In order to compare our data with those reported in the literature ( Baumgardner et al., 2002 and Shi et al., 2011), the AL300 sensor was also connected to a light intensity measurement system (USB 2000 spectrometer, Ocean Optics, Dunedin, FL, USA), interfaced to a computer through the A/D board. Data were recorded on a computer by means of a custom program (LabView, National Instruments, Austin, TX, USA). A flowing blood test system was used to generate rapid PO2PO2 oscillations in vitro . Full technical details of this system Selleckchem Pexidartinib have been presented in this journal ( Chen et al., 2012b). Briefly, two standard medical paediatric oxygenators (Medos Hilite 1000LT,
Medos Medizintechnik AG, Stolberg, Germany) were arranged to provide two parallel and independent extracorporeal circuits, where blood PO2PO2 was maintained at 5 kPa (37 mmHg) or 50 kPa (375 mmHg), and PCO2PCO2 at 5 kPa (37 mmHg), and pH at 7.4. The PO2PO2 reference values were confirmed through blood gas analysis (ABL710, Radiometer, Copenhagen, Denmark) for sensor calibration purposes and for monitoring before each experiment.

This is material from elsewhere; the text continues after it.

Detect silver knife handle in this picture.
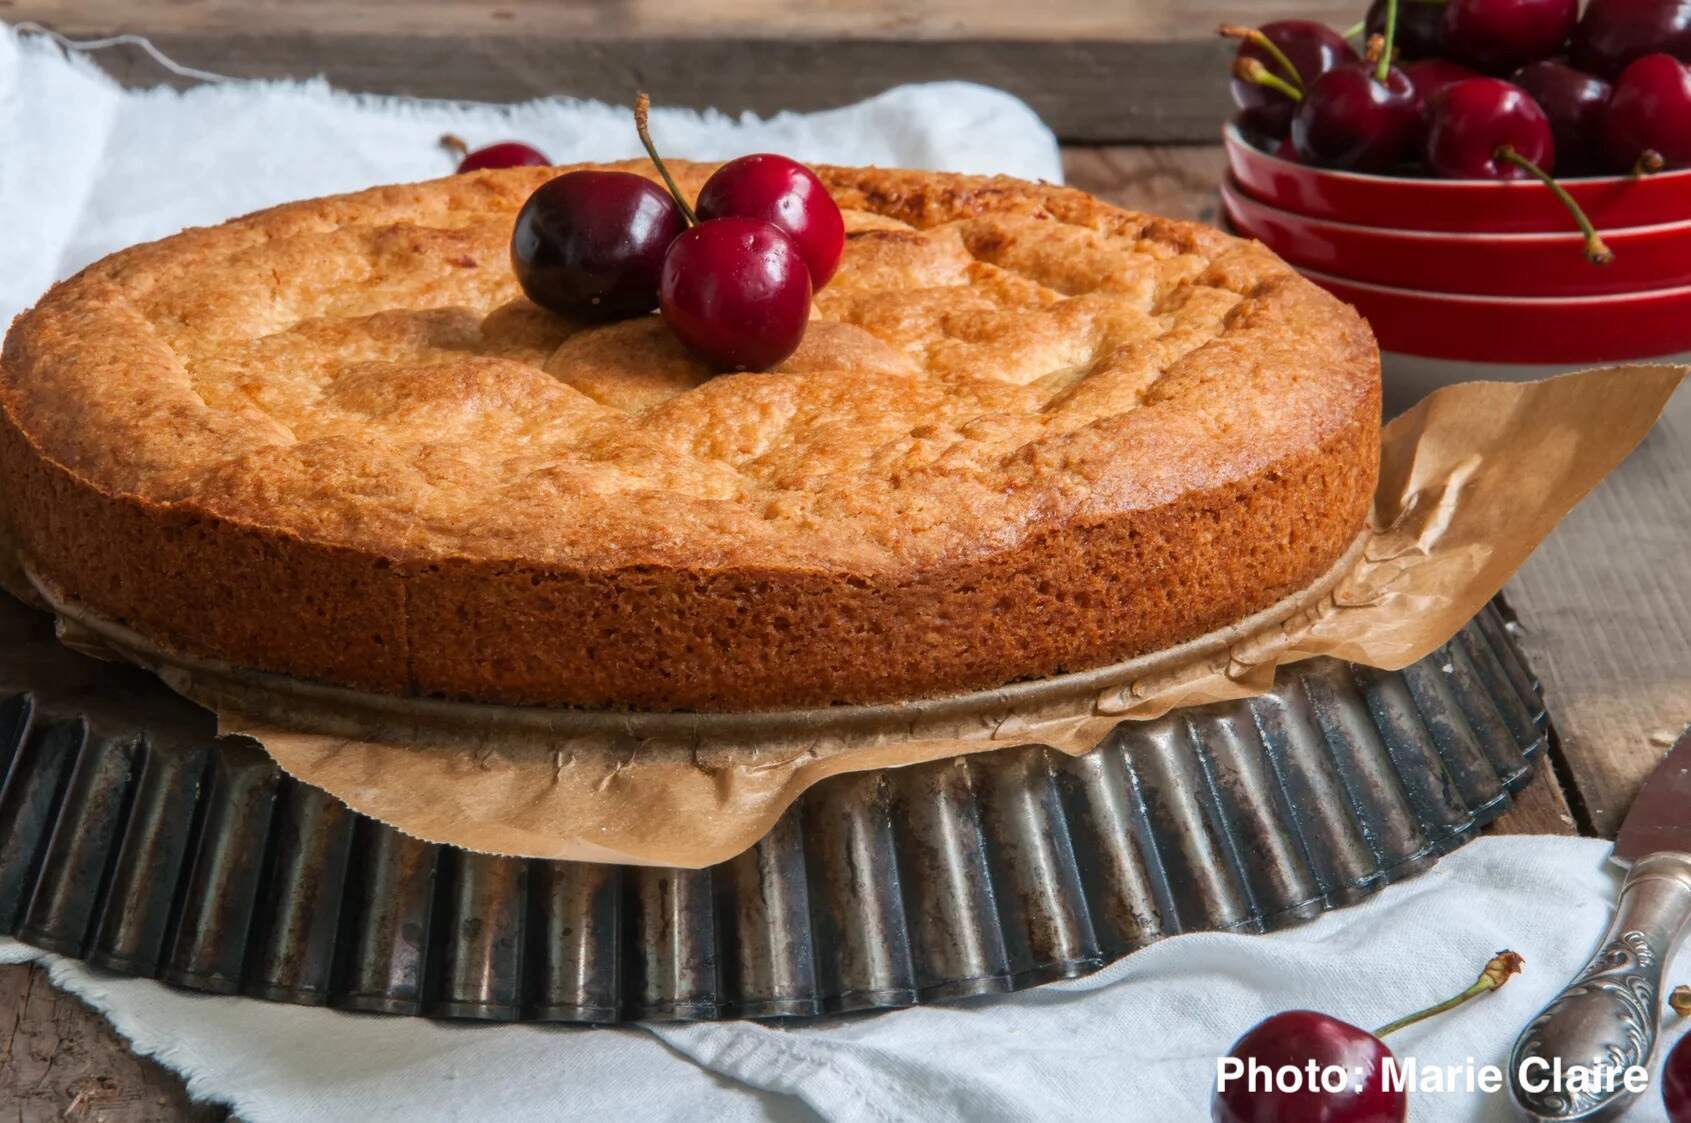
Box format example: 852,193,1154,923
1509,851,1691,1121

Two peristaltic pumps maintained blood flow through the circuits. selleck chemicals In order to simulate body temperature in a pig, sheep or lamb animal model, and to record data that are comparable with the published literature, blood temperature was maintained at 39 °C by circulating temperature-controlled water (Grant Instruments, Cambridge, UK) through the two oxygenators. Blood temperature was continuously monitored with a
thermocouple (TES130, TES Electrical Electronic Corp., Taipei, Taiwan). Flow from either circuit was diverted alternately towards the sensor being tested by means of computer-controlled rapid switchover solenoid valves that exposed the sensor to abrupt blood PO2PO2 changes. The frequency of the switchover was controlled by a PC together with a digital to analogue board (National Instruments USB-6251, National Instruments, Austin, Tau-protein kinase TX, USA) and an electronic power switch, and was programmed to simulate RR of 10, 20, 30, 40, 50, and 60 bpm, with an inspired to expired (I:E) ratio of 1:1. For RR of 10 and 30 bpm, I:E ratios of 1:3 and 1:2, respectively were tested in order to investigate other clinically relevant conditions. Whole lambs’ blood (physiological temperature ∼39 °C) was collected from a local abattoir and heparinised immediately. Bench studies were conducted for a continuous period of 5 h. The PMMA in-house sensors were specifically tested over a 24 h period for anti-fouling properties in two separate non-heparinised in vivo animal studies. None of the sensors had any anticoagulant constituents embedded into their polymer materials ( Chen et al., 2012a and Chen et al., 2012b), and since the animals (pigs, weight circa 38 kg) were non-heparinised, these conditions presented a realistic challenge to the sensors. The in vivo experiments were performed at the Faculty of Medicine, Charles University, Pilsen, Czech Republic.